L’incubateur encadre douze personnes à la fois sur neuf mois, soit de façon collective dans le cas de la formation à la création d’entreprise, soit individuelle avec une spécialiste de l’entrepreneuriat féminin, et propose un mentorat personnel. Le programme ne dispose pas encore d’un lieu en particulier, mais un partenariat avec le tiers lieu, la Halle Tropisme à Montpellier (Hérault) est monté, et celui-ci peut offrir un atelier selon la nature du projet défendu.

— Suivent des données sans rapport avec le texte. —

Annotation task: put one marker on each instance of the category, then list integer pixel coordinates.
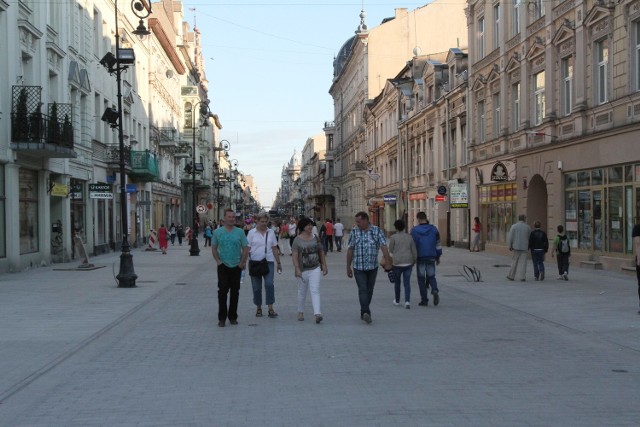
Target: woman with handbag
(310, 265)
(263, 252)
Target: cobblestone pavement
(75, 350)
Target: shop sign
(59, 190)
(459, 195)
(499, 172)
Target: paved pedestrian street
(75, 350)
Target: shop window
(28, 211)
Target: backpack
(563, 245)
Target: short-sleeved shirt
(308, 253)
(230, 245)
(365, 245)
(257, 245)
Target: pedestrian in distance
(635, 234)
(518, 240)
(230, 250)
(338, 234)
(328, 235)
(180, 233)
(403, 252)
(263, 245)
(365, 240)
(172, 233)
(427, 239)
(163, 238)
(208, 234)
(477, 231)
(292, 232)
(562, 251)
(310, 265)
(539, 246)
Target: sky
(270, 66)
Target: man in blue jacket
(427, 239)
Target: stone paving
(75, 350)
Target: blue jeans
(366, 280)
(537, 256)
(426, 270)
(405, 272)
(256, 283)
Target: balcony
(36, 133)
(144, 166)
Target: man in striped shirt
(362, 259)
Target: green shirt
(230, 245)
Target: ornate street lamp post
(124, 58)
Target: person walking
(362, 260)
(539, 246)
(562, 252)
(427, 239)
(519, 244)
(404, 255)
(180, 233)
(163, 238)
(329, 235)
(292, 232)
(477, 229)
(338, 233)
(263, 245)
(208, 234)
(310, 265)
(230, 250)
(172, 233)
(635, 234)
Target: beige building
(554, 122)
(361, 70)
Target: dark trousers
(228, 283)
(366, 280)
(563, 263)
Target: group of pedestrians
(231, 250)
(522, 241)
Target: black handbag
(260, 268)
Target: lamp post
(225, 146)
(123, 58)
(196, 167)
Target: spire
(362, 28)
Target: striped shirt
(365, 245)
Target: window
(566, 68)
(28, 211)
(602, 59)
(481, 123)
(496, 26)
(539, 99)
(481, 38)
(515, 107)
(496, 115)
(515, 25)
(636, 62)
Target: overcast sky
(270, 66)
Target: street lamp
(197, 167)
(116, 64)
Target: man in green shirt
(230, 249)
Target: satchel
(260, 268)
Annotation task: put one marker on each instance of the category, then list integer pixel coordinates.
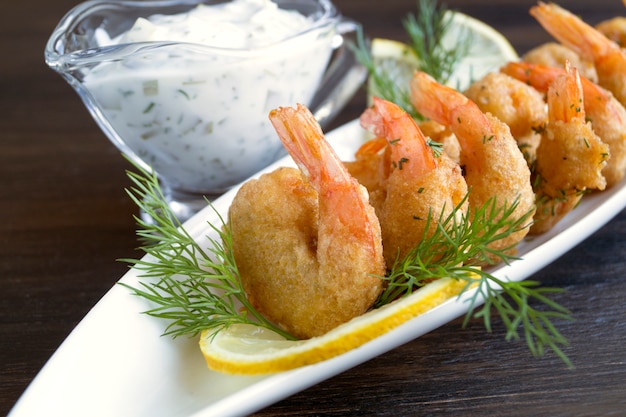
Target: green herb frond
(192, 288)
(426, 31)
(456, 249)
(386, 85)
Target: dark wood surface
(65, 219)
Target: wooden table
(66, 219)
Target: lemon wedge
(488, 51)
(248, 349)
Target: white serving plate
(116, 363)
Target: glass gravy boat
(197, 114)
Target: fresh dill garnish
(193, 288)
(426, 30)
(198, 289)
(455, 249)
(386, 85)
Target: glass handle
(345, 75)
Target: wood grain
(66, 219)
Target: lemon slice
(488, 51)
(247, 349)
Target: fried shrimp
(414, 183)
(515, 103)
(606, 114)
(570, 156)
(307, 242)
(607, 56)
(495, 169)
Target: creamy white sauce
(200, 117)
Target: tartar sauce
(197, 115)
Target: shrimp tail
(571, 31)
(565, 97)
(342, 198)
(303, 138)
(409, 148)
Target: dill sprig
(196, 289)
(455, 249)
(192, 288)
(426, 30)
(384, 80)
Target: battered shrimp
(515, 103)
(606, 114)
(607, 56)
(307, 242)
(554, 54)
(414, 185)
(495, 169)
(570, 156)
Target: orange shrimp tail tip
(303, 138)
(572, 31)
(565, 97)
(408, 143)
(434, 100)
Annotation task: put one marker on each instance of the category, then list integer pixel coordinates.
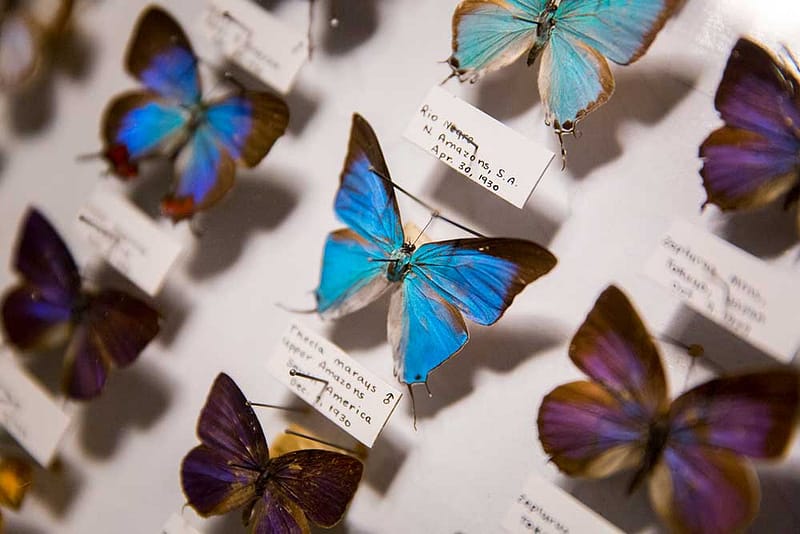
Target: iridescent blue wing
(220, 474)
(353, 274)
(574, 77)
(489, 34)
(621, 30)
(752, 160)
(365, 200)
(481, 276)
(424, 330)
(241, 127)
(354, 263)
(38, 312)
(704, 481)
(159, 55)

La Petite est référencée par l’AFDAS. - © Julie Sistenich-Feeligrans
La Petite est référencée par l’AFDAS. - © Julie Sistenich-Feeligrans

Comment se finance cet incubateur ?

L’ensemble de la structure est soutenu par la Ville, la Région, le Département, l'État (pas encore sur l’incubateur cependant), le Centre National de la Musique et la Fondation Chanel. Elle fait travailler quatre ETP sur une douzaine de collaborateurs. 

Quelles sont ses autres activités ? 

Nous avons formé près de 12 000 pros de la culture sur la prévention contre les violences sexuelles et sexistes, et sommes donc référencés par l’AFDAS pour intervenir sur les cinq axes que le Ministère de la Culture a intégré à ses conventions pour renforcer son action à ce sujet. 

La Petite programme des événements et festivals musicaux depuis 2004 (notamment Girls Don’t Cry), dans divers lieux atypiques de la Région. Les plateaux sont entièrement constitués de femmes et personnes trans ou non-binaires, en réponse à un constat, encore très répandu dans les musiques actuelles il y a encore dx ans, selon lequel « il n’est pas possible de programmer des femmes musiciennes, parce qu’il n’y en a presque pas. » Il suffit pourtant de se pencher sur la question pour voir qu’il y en a beaucoup. Notre prochain événement se tiendra le 14 février prochain. Enfin, la Petite est un média, principalement sur les réseaux sociaux, suivi par 20 000 personnes.